Vous comptez sans doute sur la croissance, qui tombe si bien. Nous savons tous qu'il est plus facile de réformer avec 1,8 de croissance qu'avec zéro, voire en période de récession. Mais quels revenus supplémentaires attendez-vous en 2018, et comment seront-ils utilisés ? On a vraiment le sentiment que vous en appelez au contribuable parce que vous ne voulez pas gâcher vos marges de manoeuvre issues de la croissance pour régler des problèmes de cette nature – certes, c'est désagréable, mais ils existent ! Vous refusez d'admettre que ce n'est pas au contribuable de payer et que la croissance permet de faire face en partie à ces problèmes, même si cela vous contraint à en faire moins sur d'autres sujets. Mais rien n'est sûr parce que ces deux sujets sont déliés, un peu comme le sont parfois le PLFSS et le PLF : il faut les voir dans la globalité. Bref, vous ne dites rien sur les 5 milliards, rien sur ce que vous souhaitez réellement faire en 2018.
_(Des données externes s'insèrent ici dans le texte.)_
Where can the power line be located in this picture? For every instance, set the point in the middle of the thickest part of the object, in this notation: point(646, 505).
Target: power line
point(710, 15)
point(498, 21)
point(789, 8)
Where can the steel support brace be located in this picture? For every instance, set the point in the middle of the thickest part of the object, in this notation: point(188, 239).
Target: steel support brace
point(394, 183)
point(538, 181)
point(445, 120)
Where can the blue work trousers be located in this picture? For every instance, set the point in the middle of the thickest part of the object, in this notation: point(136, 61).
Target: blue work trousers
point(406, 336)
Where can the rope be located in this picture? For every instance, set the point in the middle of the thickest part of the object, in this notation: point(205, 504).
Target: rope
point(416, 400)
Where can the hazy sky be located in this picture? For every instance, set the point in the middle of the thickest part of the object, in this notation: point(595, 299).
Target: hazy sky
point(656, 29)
Deuxième point faible : le coup porté à l'attractivité de notre pays. Vous voulez mener, comme tous les gouvernements qui vous ont précédés, une politique nous rendant attractifs sur le plan économique. Or l'attractivité déteste l'instabilité et l'incertitude, et vous créez de l'instabilité et de l'incertitude. Vous voulez supprimer une part de l'ISF – impôt de solidarité sur la fortune – pour ramener les contribuables qui sont partis de France. Tant mieux : c'est un bon objectif, que nous partageons. Mais le message que vous envoyez par une augmentation tout à fait considérable et brutale de l'impôt sur les sociétés est inverse : le contribuable parti de France en raison de l'ISF peut craindre qu'à la prochaine crise, on risque, sait-on jamais, de créer un nouvel impôt sur le patrimoine ou d'augmenter de manière considérable l'impôt sur le revenu de certains contribuables… L'instabilité est l'ennemi de l'attractivité !
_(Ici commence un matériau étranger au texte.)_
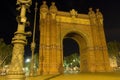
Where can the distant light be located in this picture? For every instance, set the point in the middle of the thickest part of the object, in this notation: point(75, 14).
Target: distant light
point(27, 60)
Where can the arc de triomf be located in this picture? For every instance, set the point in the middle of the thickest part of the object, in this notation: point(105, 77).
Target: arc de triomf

Troisième point faible : il y a des perdants et des gagnants. Vous avez accepté la demande extrêmement importante de Gilles Carrez sur la remise d'un rapport sur ce sujet. Il est quand même assez incongru que des entreprises soient un peu remboursées tout en payant beaucoup plus d'impôts : cela a un côté assez surréaliste. Certes, je sais bien que c'est compliqué, surtout du point de vue du droit, et il est probablement extrêmement difficile de trouver une solution juste pour tout le monde. Mais pour rembourser un contribuable ayant indûment payé un impôt, on crée un autre impôt, bien plus important ! Juste pour lui rappeler, en somme, qu'il n'est là que pour payer… Tout cela donne un sentiment d'injustice considérable. C'est regrettable du début jusqu'à la fin, du problème jusqu'à la solution. Nous ne pouvons que le déplorer.
Enfin, et j'imagine que vous y serez sensible puisque vous souhaitez simplifier et lutter contre les abus et les excès – je le comprends et je suis d'accord – je vous ferai remarquer que l'État a toujours le droit à l'erreur, en se rattrapant sur des contribuables qui n'y sont pour rien, mais que le contribuable, les entreprises n'ont droit à aucune erreur vis-à-vis des services fiscaux. Il faut d'une manière générale essayer de déterminer des règles plus honnêtes vis-à-vis des contribuables et des entreprises lorsque l'État se trompe. Voilà ce que je souhaitais dire à l'orée de cette nouvelle lecture.